Valko was unable to hold my gaze. “Yes.”

“But . . . that isn’t possible. I saw her today. She . . . she was only just imprisoned and . . .” I couldn’t think clearly. An avalanche of thoughts crowded my mind, but only left me in a stupor. How could Pia be gone? Had I really said the word dead aloud? That couldn’t be right. I hadn’t had time to free her. I was going to. I’d been trying. I . . .

My gaze fixed upon the pattern of an embroidered pillow until it seared spots into my vision. My ears rang with the silence of the room. The emperor wasn’t looking at me. Why? He always looked at me.

Pia.

The truth gutted me again.

Pia is dead.

A painful whimper tore from my throat. I choked it back with my stubbornness.
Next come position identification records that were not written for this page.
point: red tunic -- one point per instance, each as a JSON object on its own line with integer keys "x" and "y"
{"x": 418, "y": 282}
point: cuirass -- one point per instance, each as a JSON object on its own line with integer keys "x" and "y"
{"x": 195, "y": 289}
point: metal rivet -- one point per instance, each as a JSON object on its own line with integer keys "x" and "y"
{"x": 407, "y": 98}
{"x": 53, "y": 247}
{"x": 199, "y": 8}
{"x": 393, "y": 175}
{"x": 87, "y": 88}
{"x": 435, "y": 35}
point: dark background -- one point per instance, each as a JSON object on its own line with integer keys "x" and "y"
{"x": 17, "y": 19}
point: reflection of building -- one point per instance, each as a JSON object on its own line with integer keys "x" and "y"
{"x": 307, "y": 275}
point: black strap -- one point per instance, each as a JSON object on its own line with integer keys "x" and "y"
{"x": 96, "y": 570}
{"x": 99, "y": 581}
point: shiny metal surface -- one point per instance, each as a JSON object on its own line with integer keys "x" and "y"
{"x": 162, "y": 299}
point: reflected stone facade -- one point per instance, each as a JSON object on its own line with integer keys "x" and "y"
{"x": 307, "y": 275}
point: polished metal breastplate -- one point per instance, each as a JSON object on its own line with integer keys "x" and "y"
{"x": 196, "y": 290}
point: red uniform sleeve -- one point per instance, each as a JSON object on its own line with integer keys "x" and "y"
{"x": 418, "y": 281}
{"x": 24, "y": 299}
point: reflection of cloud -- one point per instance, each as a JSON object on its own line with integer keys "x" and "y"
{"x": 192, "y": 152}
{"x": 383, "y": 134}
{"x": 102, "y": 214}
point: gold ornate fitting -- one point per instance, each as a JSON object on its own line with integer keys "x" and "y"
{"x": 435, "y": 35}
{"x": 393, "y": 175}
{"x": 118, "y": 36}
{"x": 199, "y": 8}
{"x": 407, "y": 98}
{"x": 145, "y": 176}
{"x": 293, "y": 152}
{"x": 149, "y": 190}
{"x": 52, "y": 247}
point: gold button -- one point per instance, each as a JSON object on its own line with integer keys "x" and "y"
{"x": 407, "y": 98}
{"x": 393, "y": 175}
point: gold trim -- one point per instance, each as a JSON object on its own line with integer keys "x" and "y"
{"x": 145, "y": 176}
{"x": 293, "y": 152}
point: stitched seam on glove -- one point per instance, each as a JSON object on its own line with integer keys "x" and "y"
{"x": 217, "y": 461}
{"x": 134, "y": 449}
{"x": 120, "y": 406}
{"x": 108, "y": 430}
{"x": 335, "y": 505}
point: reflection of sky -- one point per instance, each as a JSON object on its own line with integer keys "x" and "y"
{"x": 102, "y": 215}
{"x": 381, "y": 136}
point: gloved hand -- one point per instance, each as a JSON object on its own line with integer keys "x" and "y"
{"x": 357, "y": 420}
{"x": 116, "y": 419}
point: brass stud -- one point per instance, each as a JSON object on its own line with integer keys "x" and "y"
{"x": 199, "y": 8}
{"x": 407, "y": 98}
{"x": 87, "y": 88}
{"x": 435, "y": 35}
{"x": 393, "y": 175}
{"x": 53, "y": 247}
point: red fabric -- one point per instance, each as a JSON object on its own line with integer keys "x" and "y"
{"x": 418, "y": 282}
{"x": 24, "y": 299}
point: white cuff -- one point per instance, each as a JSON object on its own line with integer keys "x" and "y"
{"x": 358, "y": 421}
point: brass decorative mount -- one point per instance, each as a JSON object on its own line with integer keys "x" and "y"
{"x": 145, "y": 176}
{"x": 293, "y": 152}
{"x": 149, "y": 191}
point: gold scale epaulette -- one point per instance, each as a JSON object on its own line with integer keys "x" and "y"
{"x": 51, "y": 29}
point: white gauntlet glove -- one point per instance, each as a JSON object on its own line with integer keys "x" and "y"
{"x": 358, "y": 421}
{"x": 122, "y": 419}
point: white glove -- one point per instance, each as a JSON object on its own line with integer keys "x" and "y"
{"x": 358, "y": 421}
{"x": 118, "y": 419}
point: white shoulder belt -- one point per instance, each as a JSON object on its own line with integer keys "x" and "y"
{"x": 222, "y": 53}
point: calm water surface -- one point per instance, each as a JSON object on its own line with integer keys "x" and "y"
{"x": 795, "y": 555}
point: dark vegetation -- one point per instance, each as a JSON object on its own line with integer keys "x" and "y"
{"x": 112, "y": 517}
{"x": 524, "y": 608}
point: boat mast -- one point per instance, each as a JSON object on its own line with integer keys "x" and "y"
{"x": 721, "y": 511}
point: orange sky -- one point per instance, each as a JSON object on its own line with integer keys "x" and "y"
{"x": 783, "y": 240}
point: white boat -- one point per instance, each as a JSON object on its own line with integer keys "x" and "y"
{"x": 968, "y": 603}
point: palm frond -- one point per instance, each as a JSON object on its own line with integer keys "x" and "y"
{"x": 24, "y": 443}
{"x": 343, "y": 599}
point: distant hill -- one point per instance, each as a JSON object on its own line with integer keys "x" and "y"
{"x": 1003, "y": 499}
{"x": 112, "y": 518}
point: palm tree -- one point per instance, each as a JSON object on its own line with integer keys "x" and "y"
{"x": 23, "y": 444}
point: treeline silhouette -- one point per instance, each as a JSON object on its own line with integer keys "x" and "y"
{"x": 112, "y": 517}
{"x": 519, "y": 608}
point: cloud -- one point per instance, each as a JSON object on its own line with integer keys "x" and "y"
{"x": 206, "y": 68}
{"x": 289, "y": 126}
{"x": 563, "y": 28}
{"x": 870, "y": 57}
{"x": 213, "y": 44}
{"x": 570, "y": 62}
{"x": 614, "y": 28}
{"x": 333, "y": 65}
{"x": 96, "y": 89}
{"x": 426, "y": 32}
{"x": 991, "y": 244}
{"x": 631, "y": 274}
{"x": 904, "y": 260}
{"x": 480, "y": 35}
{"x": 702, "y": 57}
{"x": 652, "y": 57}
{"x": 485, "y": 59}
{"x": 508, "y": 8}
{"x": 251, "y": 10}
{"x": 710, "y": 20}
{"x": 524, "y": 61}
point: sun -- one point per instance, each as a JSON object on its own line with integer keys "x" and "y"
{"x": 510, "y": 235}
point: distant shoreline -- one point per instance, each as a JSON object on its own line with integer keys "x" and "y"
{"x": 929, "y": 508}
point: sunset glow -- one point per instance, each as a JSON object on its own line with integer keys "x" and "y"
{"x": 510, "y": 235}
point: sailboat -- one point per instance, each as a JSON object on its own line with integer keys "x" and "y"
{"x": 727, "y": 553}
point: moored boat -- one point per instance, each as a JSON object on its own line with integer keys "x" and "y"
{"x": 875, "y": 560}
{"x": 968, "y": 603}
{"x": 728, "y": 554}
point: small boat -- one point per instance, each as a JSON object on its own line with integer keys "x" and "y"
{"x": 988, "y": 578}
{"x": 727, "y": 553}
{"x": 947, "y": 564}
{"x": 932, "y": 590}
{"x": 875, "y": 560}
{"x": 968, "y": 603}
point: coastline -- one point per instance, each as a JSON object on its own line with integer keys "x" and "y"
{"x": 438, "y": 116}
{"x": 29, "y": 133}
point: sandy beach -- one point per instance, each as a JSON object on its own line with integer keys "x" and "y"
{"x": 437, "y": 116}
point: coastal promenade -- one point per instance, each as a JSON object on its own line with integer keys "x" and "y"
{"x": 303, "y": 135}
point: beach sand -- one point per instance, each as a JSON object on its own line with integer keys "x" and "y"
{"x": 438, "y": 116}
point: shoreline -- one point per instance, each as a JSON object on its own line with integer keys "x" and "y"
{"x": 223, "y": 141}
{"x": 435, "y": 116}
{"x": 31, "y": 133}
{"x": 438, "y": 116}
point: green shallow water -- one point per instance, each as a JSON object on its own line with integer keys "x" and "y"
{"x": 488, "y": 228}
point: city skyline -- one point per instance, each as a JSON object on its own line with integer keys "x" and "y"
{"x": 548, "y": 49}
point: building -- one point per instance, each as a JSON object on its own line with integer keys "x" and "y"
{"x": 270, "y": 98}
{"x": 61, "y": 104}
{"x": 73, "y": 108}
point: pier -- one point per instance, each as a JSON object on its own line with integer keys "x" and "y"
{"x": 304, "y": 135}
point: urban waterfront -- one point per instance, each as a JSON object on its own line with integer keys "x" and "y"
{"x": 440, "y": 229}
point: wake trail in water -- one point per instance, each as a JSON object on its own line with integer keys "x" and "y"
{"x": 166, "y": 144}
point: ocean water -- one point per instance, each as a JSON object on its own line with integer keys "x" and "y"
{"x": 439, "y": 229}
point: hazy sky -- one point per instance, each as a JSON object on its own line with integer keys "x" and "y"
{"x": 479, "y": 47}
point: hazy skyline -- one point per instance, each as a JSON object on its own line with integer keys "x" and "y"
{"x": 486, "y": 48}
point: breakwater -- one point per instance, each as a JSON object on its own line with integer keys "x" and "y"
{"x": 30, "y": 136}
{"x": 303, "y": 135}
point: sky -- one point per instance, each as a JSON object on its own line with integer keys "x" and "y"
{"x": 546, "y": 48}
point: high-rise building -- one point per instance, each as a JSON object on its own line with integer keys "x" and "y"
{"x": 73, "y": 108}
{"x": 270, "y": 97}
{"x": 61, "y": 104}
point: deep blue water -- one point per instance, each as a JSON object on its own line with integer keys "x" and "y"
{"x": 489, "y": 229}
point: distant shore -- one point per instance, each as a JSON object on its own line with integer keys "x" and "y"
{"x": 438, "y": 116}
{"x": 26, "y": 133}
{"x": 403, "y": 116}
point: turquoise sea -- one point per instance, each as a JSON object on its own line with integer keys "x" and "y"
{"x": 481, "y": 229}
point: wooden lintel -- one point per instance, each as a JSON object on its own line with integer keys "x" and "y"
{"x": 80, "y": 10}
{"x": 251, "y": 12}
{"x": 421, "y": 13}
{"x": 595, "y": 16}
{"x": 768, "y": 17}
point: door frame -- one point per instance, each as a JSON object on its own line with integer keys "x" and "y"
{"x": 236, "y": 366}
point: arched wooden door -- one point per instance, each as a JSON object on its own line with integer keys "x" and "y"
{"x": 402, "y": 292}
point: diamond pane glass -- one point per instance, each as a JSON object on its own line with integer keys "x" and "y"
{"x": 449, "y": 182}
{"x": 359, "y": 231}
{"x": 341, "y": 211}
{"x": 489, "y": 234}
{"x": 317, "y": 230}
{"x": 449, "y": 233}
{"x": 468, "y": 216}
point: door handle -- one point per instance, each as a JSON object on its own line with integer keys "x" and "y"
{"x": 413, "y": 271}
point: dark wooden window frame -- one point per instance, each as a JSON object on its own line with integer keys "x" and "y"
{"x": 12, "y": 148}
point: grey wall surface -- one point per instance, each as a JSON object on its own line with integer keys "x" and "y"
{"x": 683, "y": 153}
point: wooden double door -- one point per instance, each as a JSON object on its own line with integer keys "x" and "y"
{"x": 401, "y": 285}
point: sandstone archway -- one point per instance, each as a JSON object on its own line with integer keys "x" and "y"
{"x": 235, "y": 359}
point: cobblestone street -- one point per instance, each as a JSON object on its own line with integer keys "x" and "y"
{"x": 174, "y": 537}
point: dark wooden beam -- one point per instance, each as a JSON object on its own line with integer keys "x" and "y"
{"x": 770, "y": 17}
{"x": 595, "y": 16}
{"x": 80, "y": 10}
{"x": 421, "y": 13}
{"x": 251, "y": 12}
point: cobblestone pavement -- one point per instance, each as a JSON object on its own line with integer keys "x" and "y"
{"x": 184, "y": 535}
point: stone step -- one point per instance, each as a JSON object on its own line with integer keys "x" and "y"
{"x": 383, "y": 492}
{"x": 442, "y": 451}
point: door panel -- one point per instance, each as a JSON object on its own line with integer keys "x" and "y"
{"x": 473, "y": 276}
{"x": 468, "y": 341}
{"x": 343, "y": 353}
I refused to accept Pia’s fate, refused to acknowledge the absence of her aura, the missing glow I felt when she was in the palace, that faint surge in my blood that was present when blood flowed through her veins. And yet how easy it was to believe Valko would have her killed.

A horrified breath purged from my chest. Another tumbled after it. They quickly escalated into dry sobs. Each heartbeat struck my rib cage like an iron mallet. I shook my head again and again, unable to contain my tormenting emotions. I was nothing but pain now, nothing but feeling.

“She was innocent,” I whispered, my tongue tasting of bile.

“She was guilty, Sonya.” Valko finally met my eyes. “After her arrest, we had her belongings searched.” He pointed to the volume of poetry in my hand. “That was found in her room, not Yuri’s.”

A wave of coldness flooded over me. The book slipped through my fingers and thudded to the ground. My hand flew to my mouth as a violent cramp of nausea made my shoulders rack.

This was my fault. I gave her that book.

Pia was dead because of me.

“You’ve made the worst of mistakes,” I said. Tremors of shock chased through my body. “Pia could barely read. I was . . . I was teaching her . . .” Past my wild panic and grief, I knew I had to protect myself from blame. For Dasha, for Tola. For Anton and his dream of liberating Riaznin. “Yuri must have left the book in her safekeeping, knowing she wouldn’t understand what it was.” I dug my hands through my hair as the horror of her death crashed over me again, a wave that wouldn’t recede. “How could you have done this, Valko?”

He reached for me as if to offer comfort, but I wrenched away in disgust. “Did you truly think your kisses and your twisted affection could make me forget her? She was my friend!” I shouted and held back none of my rage and sorrow. “She was nearly your lover!”

His eyes flew wide at my outburst. “She was a maid.”

“Do you hear yourself?” My eyes stung with bitter tears. “I am also your servant. Does my life mean so little to you?”